Uma Rússia imperial às portas da UE alteraria toda a arquitetura de segurança europeia - e é por isso que é tão importante perceber que a nova fronteira da Europa democrática passou a estar na Ucrânia.

Não nos confundamos: americanos e europeus estão alinhados na necessidade de travar o agressor russo, pelo menos enquanto Joe Biden continuar a sentar-se na Sala Oval. Mas a escala de prioridades é diferente: a proximidade geográfica torna a ameaça russa mais perigosa para nós, europeus, enquanto para os EUA a questão foca-se mais na necessidade que as democracias liberais prevaleçam sobre o risco autocrático. Se Putin tiver grande sucesso militar no teatro ucraniano, os ímpetos neoimperiais não se cingirão à Rússia e poderão incitar outros eventuais agressores.

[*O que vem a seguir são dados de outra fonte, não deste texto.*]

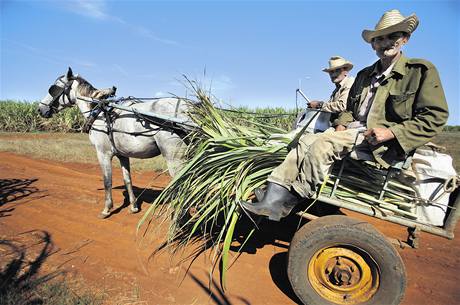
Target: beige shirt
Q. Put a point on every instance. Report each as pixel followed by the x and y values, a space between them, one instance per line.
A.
pixel 338 100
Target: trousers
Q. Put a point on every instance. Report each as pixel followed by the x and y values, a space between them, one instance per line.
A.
pixel 306 165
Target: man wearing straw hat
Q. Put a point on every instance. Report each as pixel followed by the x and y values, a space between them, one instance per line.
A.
pixel 398 102
pixel 338 72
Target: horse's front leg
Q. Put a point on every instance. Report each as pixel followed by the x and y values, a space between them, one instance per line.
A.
pixel 125 169
pixel 105 161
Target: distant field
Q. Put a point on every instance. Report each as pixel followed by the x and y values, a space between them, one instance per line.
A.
pixel 76 147
pixel 65 147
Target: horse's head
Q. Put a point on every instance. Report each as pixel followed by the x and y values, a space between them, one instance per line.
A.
pixel 65 92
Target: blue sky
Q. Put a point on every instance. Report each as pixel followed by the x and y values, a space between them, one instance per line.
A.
pixel 253 53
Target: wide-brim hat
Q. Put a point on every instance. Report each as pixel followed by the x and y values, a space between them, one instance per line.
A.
pixel 391 22
pixel 336 62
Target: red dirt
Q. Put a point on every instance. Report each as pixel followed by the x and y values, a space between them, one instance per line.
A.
pixel 56 205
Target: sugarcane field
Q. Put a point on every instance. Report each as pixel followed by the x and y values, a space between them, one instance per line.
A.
pixel 229 152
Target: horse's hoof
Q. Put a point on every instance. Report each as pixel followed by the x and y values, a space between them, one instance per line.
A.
pixel 103 215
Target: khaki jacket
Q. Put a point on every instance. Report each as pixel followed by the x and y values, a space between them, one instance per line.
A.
pixel 338 100
pixel 410 102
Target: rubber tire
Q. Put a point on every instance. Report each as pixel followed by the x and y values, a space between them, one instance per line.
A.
pixel 336 230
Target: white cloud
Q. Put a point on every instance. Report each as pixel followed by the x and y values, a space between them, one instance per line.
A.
pixel 91 8
pixel 98 9
pixel 161 94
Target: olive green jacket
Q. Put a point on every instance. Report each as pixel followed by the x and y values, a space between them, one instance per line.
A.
pixel 410 102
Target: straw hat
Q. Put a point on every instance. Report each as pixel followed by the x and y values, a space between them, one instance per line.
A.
pixel 391 22
pixel 337 62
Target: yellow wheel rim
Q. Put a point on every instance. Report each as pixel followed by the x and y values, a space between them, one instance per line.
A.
pixel 343 275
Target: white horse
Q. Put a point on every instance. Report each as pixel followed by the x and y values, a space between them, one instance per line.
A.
pixel 120 133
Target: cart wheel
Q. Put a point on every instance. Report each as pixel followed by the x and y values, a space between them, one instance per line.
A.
pixel 340 260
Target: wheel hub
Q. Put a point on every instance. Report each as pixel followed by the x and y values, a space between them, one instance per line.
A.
pixel 343 275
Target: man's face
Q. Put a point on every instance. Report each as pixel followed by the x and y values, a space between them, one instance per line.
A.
pixel 338 75
pixel 388 46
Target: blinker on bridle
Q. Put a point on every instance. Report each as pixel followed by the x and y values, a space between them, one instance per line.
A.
pixel 56 92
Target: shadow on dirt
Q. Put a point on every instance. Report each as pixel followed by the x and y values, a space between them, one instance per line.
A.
pixel 15 189
pixel 215 293
pixel 278 272
pixel 20 265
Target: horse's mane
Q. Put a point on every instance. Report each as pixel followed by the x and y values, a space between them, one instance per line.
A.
pixel 86 89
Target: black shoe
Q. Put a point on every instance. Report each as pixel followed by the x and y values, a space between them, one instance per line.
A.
pixel 277 202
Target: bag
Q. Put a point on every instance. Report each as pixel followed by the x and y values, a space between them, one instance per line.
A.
pixel 432 169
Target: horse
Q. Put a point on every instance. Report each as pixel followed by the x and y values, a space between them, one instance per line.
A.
pixel 120 133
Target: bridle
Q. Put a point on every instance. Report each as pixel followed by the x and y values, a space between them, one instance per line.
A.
pixel 57 92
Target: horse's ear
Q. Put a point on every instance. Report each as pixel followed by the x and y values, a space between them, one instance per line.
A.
pixel 69 73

O grande desafio é, por isso, o da conciliação entre Washington e as capitais europeias.

A Administração Biden está convencida que a China de Xi Jinping está só à espera do momento mais adequado para fazer uma intervenção militar em Taiwan. Provavelmente não antes da eleição americana, mas quase de certeza que antes de 2027 (ano em que termina o atual mandato do presidente Xi). Possivelmente durante os anos 2025 ou 2026.

Nesta era de total imprevisibilidade, é mais seguro contar com o que não sabemos - esperando, assim, pelo inesperado.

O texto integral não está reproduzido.